Introduction: The acronyms "AI," "HIV," and "PDF" were not spelled out upon their first mention in the text. To ensure clarity and accessibility for all readers, consider providing the full forms of these acronyms at their initial appearance.

Methods: Including a flow diagram of the methods would significantly enhance the reader’s understanding of the research process and contribute to the overall clarity of the manuscript. The acronym "AACT" was not spelled out upon its first mention; provide the complete form of this acronym; please double-check other abbreviations.

Figures and Tables: For ease of reference and a smoother reading experience, it is suggested that tables and figures be presented immediately after they are referenced in the text. This adjustment will prevent readers from having to search through the manuscript and will contribute to a more organized and user-friendly presentation.

In conclusion, the manuscript under review presents a commendable effort in addressing the crucial issue of clinical trial uninformativeness through the development of a novel tool. The application of natural language processing in identifying and quantifying risks associated with trial protocols exhibits significant potential to enhance the quality of clinical research. However, a prominent area of concern is the lack of adequate user testing reported in the manuscript. While the authors have undertaken meticulous training and validation of the tool, the inclusion of thorough user testing is paramount to ensuring the tool’s efficacy, user-friendliness, and practical applicability in real-world scenarios. Further, it is imperative that the authors undertake comprehensive testing of the tool, beyond training and validation, to affirm its reliability and robustness.
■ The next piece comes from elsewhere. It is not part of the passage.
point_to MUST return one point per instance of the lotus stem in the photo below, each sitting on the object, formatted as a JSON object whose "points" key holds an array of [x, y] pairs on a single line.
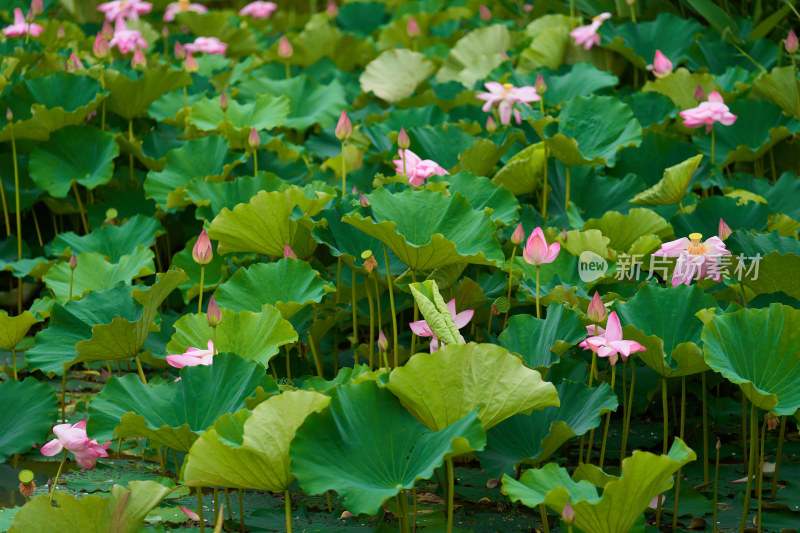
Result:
{"points": [[778, 458], [58, 473]]}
Addressing these aspects, along with the aforementioned comments on clarity, organization, and minor adjustments, will significantly contribute to the manuscript’s coherence, impact, and overall quality, ultimately aiding in the realization of its potential to improve the landscape of clinical trials.

Are the conclusions about the tool and its performance adequately supported by the findings presented in the article?

Is the rationale for developing the new software tool clearly explained?

Yes

Is the description of the software tool technically sound?

Yes

Are sufficient details of the code, methods and analysis (if applicable) provided to allow replication of the software development and its use by others?

Is sufficient information provided to allow interpretation of the expected output datasets and any results generated using the tool?

Reviewer Expertise:

Clinical research in neurological disorders, primarily Alzheimer's and related dementias, clinical research informatics, NLP systems adoption to improve clinical research, clinical research recruitment, protocol development

I confirm that I have read this submission and believe that I have an appropriate level of expertise to confirm that it is of an acceptable scientific standard, however I have significant reservations, as outlined above.